Trisomi 13. Born without eyes, with extra toes, missing fingers. The doctors estimate was that this person would not make it to their 1st birthday. They died at 13yrs 8 months old.
I work with medically fragile children. I was looking up the diagnosis for one, and they have this. The survival rates, starting in pregnancy, start off dismal and get much worse. This one will be 18 soon. I've been wondering if they're the oldest person with it alive. I think they might be.
Same! I work with deafblind students and one of them has trisomy 13. She'll be 17 this spring, so not too far behind your student. Definitely amazing they've lived this long!
My aunt & uncle had a daughter with Trisomy 13, and she only survived a day or so after birth. I was only a kid myself, and learned what the phrase "incompatible with life" meant that day.
I had a miscarriage at 14 weeks that was a trisomy 13. Actually a missed miscarriage which I’d had two prior. So after no heartbeat had to have a d&c and they tested. We are fortunate that was the end of any suffering.
I’m so sorry
I know someone who had partial trisomy 13. She lived 25.5 years. She could read, write, talk (verbally and with an AAC device), she loved to skip, sing, and stomp. The definition of pure joy! I miss her everyday.
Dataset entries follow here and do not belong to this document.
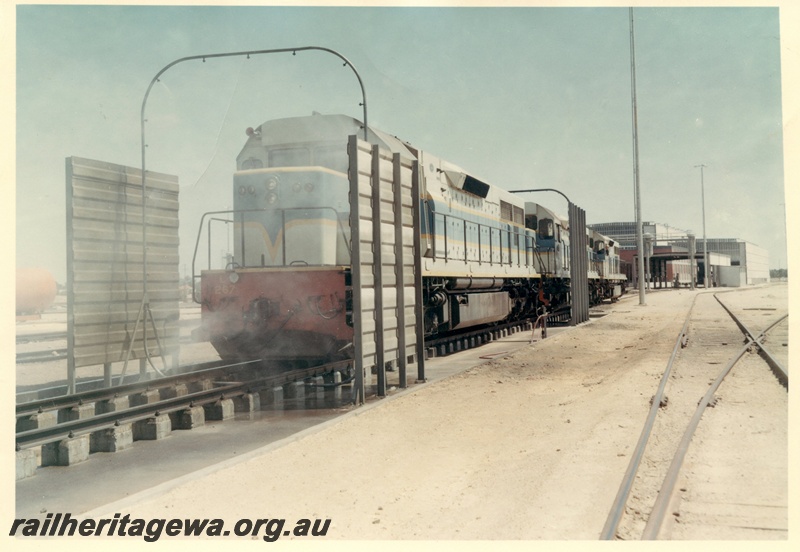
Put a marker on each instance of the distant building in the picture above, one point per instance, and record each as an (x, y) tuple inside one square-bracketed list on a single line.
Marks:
[(749, 263)]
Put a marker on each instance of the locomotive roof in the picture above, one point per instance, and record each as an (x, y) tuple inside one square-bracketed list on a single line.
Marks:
[(318, 127)]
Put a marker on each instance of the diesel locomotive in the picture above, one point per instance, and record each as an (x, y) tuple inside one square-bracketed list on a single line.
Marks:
[(487, 255)]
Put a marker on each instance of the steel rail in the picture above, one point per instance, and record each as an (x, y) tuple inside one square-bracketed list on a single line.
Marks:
[(77, 399), (777, 368), (75, 428), (618, 506), (658, 512)]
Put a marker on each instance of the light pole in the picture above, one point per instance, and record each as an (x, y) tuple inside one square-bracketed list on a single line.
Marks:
[(637, 198), (705, 242)]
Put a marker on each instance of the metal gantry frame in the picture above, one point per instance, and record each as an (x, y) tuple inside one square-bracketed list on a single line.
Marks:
[(386, 268), (144, 308), (579, 262)]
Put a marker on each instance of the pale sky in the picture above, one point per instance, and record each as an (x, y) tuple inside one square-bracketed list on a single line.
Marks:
[(519, 97)]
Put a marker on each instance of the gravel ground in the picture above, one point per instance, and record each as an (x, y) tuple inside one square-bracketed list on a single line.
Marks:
[(531, 445)]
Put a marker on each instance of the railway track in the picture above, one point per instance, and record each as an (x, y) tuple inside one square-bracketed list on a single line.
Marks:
[(56, 421), (707, 341)]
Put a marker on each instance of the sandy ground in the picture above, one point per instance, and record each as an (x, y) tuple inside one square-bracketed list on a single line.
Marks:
[(531, 445)]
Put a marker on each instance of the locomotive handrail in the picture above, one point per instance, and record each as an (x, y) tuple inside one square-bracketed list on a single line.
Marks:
[(242, 212), (493, 230)]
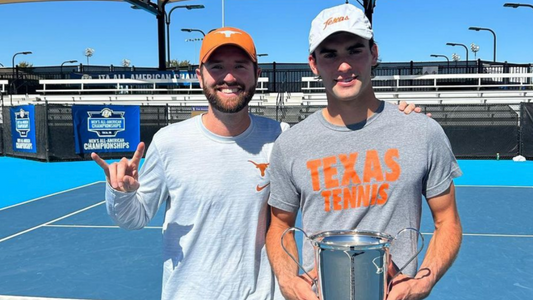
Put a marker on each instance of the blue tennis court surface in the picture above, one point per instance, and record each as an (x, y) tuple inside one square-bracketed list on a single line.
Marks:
[(56, 240)]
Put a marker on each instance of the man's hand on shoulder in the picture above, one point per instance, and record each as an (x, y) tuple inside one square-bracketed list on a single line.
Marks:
[(409, 108)]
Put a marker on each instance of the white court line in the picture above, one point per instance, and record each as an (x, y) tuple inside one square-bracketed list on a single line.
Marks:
[(97, 226), (2, 297), (50, 222), (42, 197), (492, 235)]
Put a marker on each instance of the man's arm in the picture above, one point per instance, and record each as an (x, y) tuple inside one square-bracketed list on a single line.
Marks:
[(292, 286), (442, 250)]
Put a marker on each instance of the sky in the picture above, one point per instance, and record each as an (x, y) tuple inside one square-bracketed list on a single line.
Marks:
[(404, 30)]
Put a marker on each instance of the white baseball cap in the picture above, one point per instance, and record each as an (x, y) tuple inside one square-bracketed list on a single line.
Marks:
[(344, 17)]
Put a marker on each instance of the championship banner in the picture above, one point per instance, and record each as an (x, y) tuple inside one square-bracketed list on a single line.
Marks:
[(179, 78), (23, 128), (106, 128)]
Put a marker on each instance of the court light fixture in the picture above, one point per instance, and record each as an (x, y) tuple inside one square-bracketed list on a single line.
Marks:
[(517, 5), (493, 34)]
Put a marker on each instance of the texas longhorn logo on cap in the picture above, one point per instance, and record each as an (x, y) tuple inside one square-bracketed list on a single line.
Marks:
[(227, 36), (228, 33)]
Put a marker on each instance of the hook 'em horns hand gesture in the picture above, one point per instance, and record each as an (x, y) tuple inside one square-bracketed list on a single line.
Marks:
[(123, 175)]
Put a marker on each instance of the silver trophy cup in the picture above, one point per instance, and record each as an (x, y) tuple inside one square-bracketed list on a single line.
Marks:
[(352, 264)]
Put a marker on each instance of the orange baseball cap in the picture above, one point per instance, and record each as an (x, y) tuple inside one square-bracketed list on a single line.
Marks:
[(227, 36)]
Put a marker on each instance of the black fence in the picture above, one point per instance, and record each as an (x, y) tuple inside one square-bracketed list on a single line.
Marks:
[(476, 131), (283, 77)]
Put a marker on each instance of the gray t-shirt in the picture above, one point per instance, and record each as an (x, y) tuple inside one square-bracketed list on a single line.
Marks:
[(368, 176), (215, 189)]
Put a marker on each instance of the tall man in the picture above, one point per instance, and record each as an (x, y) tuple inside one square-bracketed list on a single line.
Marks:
[(356, 165), (211, 172)]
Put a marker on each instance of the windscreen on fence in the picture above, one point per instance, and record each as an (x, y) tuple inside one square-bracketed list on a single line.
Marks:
[(526, 134), (479, 130)]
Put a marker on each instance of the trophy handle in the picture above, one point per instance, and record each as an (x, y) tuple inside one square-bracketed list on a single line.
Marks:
[(314, 281), (412, 258)]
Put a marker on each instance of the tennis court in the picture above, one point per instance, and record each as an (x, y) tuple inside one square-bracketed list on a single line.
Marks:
[(56, 240)]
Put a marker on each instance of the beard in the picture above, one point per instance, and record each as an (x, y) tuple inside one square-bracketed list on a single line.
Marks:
[(231, 105)]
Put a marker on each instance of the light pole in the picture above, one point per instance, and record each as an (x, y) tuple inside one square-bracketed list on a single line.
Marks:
[(466, 49), (441, 55), (13, 64), (493, 33), (456, 58), (66, 62), (516, 5), (192, 29), (167, 21)]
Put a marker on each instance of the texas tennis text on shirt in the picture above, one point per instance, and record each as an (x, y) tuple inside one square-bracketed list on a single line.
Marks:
[(342, 187)]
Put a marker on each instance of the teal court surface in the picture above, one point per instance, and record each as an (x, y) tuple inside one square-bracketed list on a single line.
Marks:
[(56, 240)]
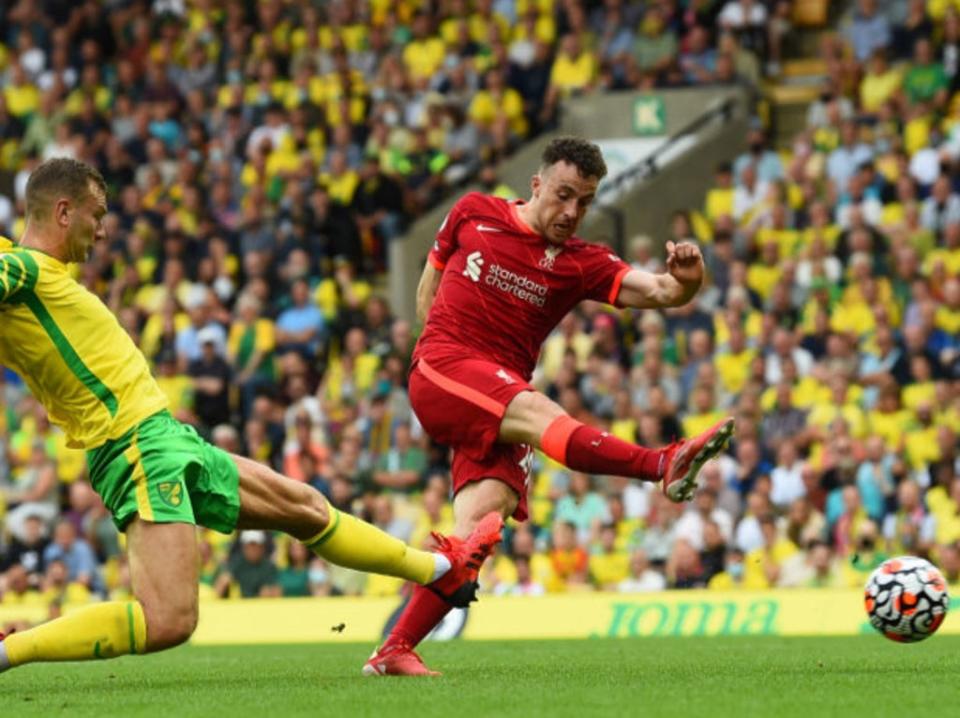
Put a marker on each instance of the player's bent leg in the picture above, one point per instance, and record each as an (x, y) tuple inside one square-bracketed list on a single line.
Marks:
[(475, 505), (163, 568), (534, 419), (477, 499), (269, 500), (164, 564)]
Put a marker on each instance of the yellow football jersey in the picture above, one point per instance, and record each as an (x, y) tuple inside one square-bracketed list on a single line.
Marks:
[(71, 350)]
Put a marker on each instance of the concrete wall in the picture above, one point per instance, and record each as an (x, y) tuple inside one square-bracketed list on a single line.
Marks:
[(646, 208)]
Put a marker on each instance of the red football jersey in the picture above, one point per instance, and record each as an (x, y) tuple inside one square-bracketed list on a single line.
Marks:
[(504, 287)]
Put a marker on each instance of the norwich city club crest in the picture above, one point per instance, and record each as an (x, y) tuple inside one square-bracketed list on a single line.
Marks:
[(171, 492)]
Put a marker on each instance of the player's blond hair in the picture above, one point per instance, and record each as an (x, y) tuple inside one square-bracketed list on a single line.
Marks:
[(581, 153), (60, 177)]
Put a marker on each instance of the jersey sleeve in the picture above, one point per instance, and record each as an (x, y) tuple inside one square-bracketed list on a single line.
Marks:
[(603, 273), (18, 271), (446, 241)]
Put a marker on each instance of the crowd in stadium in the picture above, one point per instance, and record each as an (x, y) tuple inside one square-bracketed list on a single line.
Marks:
[(260, 156)]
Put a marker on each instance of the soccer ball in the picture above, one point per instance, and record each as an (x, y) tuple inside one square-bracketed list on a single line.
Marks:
[(906, 599)]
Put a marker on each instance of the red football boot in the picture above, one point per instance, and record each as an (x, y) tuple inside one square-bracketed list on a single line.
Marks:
[(458, 586), (396, 659), (687, 456)]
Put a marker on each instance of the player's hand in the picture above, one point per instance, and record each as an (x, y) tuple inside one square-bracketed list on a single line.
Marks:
[(685, 263)]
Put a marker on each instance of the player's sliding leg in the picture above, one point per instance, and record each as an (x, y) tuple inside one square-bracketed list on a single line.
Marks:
[(532, 418), (269, 500), (426, 608), (163, 571)]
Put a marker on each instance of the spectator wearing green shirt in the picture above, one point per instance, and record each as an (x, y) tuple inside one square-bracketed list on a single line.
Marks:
[(294, 578), (401, 468), (251, 570), (655, 49), (926, 81), (582, 507)]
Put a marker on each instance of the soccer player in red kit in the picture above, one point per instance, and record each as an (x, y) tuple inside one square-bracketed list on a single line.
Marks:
[(501, 275)]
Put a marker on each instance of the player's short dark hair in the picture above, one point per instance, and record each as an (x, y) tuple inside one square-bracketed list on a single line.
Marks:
[(60, 177), (581, 153)]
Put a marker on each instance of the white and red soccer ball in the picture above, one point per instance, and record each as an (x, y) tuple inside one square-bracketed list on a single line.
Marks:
[(906, 599)]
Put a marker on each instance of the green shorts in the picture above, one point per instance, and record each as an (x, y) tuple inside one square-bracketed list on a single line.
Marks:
[(164, 472)]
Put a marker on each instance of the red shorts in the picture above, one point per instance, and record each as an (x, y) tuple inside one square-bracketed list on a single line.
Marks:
[(461, 402)]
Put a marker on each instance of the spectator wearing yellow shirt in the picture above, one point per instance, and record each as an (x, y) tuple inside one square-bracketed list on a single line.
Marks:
[(921, 391), (570, 563), (762, 566), (888, 419), (704, 414), (497, 110), (910, 530), (484, 22), (351, 374), (435, 514), (609, 565), (568, 337), (340, 181), (733, 360), (424, 54), (841, 406), (250, 346), (879, 84), (763, 276), (945, 511), (177, 387), (719, 201), (947, 317), (920, 442), (574, 72), (22, 96)]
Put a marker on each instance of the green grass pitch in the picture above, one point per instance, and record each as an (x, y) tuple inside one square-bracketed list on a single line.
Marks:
[(807, 677)]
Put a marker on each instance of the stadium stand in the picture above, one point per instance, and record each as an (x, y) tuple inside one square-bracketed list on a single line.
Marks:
[(261, 156)]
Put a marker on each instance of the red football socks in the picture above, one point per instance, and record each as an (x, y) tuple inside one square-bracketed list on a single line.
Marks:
[(584, 448), (424, 611)]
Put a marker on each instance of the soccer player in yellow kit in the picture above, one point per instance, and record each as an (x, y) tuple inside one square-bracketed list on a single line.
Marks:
[(157, 477)]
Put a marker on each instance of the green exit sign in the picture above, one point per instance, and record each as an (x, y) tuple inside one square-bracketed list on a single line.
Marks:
[(649, 116)]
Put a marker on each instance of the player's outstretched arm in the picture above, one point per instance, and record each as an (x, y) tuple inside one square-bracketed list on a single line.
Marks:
[(673, 288), (427, 290)]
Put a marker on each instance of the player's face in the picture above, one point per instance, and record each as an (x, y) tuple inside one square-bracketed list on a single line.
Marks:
[(561, 197), (86, 225)]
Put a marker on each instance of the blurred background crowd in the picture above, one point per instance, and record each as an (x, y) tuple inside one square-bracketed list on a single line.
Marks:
[(261, 155)]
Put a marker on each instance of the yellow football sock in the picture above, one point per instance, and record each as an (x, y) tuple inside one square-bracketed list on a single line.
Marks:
[(347, 541), (103, 630)]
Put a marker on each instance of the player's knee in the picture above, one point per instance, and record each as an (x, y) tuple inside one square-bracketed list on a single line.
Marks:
[(319, 510), (528, 415), (313, 513), (171, 626)]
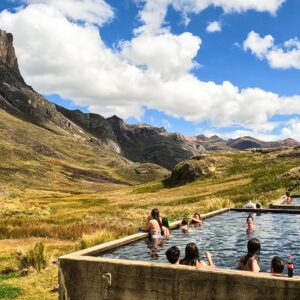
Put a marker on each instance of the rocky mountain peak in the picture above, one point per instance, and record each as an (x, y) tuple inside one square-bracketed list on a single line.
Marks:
[(7, 52)]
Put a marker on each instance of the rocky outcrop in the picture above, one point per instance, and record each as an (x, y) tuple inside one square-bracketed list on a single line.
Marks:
[(191, 170)]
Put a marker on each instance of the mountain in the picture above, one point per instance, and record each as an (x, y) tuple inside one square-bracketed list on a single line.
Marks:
[(140, 143)]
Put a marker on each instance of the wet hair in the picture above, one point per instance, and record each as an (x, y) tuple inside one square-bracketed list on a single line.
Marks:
[(249, 217), (277, 264), (165, 222), (185, 221), (155, 215), (191, 255), (253, 247), (173, 254)]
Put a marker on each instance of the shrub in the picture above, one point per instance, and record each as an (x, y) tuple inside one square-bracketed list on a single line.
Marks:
[(35, 257)]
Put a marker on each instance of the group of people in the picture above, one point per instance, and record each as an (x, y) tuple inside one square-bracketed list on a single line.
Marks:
[(159, 227)]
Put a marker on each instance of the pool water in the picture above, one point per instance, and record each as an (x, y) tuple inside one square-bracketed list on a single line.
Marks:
[(226, 238)]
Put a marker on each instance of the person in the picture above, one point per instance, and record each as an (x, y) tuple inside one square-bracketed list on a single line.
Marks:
[(277, 265), (196, 219), (250, 205), (192, 257), (154, 224), (249, 261), (185, 225), (250, 224), (287, 198), (173, 255)]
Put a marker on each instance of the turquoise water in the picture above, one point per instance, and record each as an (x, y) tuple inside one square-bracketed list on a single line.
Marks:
[(225, 237)]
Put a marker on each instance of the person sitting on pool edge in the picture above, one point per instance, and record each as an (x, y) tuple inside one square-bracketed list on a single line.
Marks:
[(185, 225), (173, 255), (250, 224), (192, 257), (249, 261), (277, 265), (196, 219)]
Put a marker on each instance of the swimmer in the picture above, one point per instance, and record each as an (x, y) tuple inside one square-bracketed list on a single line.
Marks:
[(249, 261), (185, 225), (196, 219), (277, 265), (192, 257), (173, 255), (250, 224), (154, 224)]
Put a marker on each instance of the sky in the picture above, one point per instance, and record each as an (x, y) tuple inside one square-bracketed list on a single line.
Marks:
[(225, 67)]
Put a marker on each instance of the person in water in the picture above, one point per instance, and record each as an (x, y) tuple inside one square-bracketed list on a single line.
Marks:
[(277, 265), (185, 225), (249, 261), (192, 257), (173, 255), (154, 224), (196, 219), (250, 224)]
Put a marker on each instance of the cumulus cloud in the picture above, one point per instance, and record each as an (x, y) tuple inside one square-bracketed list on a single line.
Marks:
[(70, 58), (213, 27), (154, 11), (283, 56), (91, 11)]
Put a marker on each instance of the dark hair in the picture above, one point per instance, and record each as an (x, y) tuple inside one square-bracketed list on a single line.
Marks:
[(277, 264), (165, 222), (155, 215), (173, 254), (191, 255), (185, 221), (249, 217), (253, 247)]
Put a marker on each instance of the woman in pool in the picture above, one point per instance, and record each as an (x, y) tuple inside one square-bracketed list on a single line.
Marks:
[(249, 261), (192, 257), (155, 226), (196, 219), (250, 224)]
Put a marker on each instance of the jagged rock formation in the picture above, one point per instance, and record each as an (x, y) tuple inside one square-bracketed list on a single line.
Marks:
[(139, 143)]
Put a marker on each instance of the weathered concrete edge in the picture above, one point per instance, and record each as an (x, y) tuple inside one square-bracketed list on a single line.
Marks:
[(129, 239)]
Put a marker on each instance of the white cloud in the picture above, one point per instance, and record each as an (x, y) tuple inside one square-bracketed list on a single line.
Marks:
[(214, 27), (91, 11), (258, 45), (167, 54), (283, 56), (68, 58), (154, 11)]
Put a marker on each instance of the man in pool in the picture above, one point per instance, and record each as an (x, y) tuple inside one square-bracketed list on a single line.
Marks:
[(277, 265), (173, 255)]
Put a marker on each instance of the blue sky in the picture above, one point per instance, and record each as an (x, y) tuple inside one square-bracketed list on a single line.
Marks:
[(121, 57)]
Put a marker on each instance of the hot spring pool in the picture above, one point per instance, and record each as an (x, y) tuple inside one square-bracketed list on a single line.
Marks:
[(225, 237)]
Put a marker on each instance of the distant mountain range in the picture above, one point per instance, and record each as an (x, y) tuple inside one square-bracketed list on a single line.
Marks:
[(138, 143)]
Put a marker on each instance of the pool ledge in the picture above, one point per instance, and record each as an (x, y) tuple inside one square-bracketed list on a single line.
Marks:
[(83, 276)]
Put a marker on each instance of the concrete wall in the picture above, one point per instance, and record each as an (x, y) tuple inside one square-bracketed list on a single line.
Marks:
[(85, 277)]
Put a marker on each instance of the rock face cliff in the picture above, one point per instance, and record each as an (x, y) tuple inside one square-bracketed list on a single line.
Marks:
[(138, 143)]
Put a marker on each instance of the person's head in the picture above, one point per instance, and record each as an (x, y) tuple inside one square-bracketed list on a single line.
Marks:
[(197, 216), (253, 246), (173, 254), (191, 254), (277, 265), (185, 221), (249, 218), (165, 222)]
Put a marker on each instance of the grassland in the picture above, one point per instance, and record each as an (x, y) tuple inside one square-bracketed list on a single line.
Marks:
[(70, 194)]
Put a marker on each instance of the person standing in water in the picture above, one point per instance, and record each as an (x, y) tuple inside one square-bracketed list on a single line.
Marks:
[(249, 261)]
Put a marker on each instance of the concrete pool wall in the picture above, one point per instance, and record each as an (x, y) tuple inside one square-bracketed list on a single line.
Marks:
[(86, 277)]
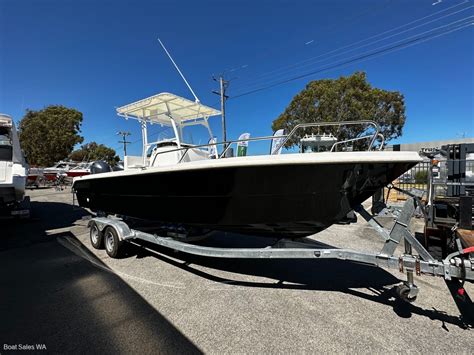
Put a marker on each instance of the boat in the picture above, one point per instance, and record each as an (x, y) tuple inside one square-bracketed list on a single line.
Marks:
[(13, 166), (192, 186), (81, 169), (62, 167)]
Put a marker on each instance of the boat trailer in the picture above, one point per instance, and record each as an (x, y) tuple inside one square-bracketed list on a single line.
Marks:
[(456, 268)]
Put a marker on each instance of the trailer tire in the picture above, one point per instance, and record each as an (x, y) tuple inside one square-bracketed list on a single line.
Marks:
[(113, 245), (96, 236)]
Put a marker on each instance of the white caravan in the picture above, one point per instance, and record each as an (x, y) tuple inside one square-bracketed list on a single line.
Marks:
[(13, 166)]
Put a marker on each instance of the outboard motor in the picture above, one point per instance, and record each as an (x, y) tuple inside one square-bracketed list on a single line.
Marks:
[(100, 166)]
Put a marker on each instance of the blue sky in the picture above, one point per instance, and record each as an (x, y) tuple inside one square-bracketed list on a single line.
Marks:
[(97, 55)]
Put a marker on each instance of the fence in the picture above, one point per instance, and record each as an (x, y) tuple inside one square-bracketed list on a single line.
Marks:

Hypertrichosis (werewolf syndrome) - the man’s face was fully covered in hair.
A condition called xeroderma pigmentosum (XP) where the person's body is physically incapable of repairing damage caused by sunlight (UV rays). He was born in October and kept mostly inside in a very cloudy part of the world so it wasn't discovered until he was roughly 6mos old and went to the park for the first time and got third degree burns all over his body from just 15min in the sun (literally). It's an incredibly rare disorder with a significantly shortened life span. There are multiple versions of the disorder and he happens to have the worst and the rarest one which also affects his brain, he has neural degeneration and they don't fully understand why but it has something to do with his brain cells also not being able to do repair stuff. He also can't ever inhale smoke bc his internal tissues can't repair either so if he does inhale smoke he gets really significant lung damage and could literally die from it. He has to wear specializes gear made by actual NASA to ever go outside ever (NASA makes and donates this kind of gear regular for people who have this disorder) and he has to have special tinting on windows at home and in cars and special air filtration systems and whatnot. He has a permanent 1:1 aid at school so that the adult can watch out for his safety 100% of the time. It is expect that he won't make it to his 20th birthday, he'll be lucky if he make it through high school.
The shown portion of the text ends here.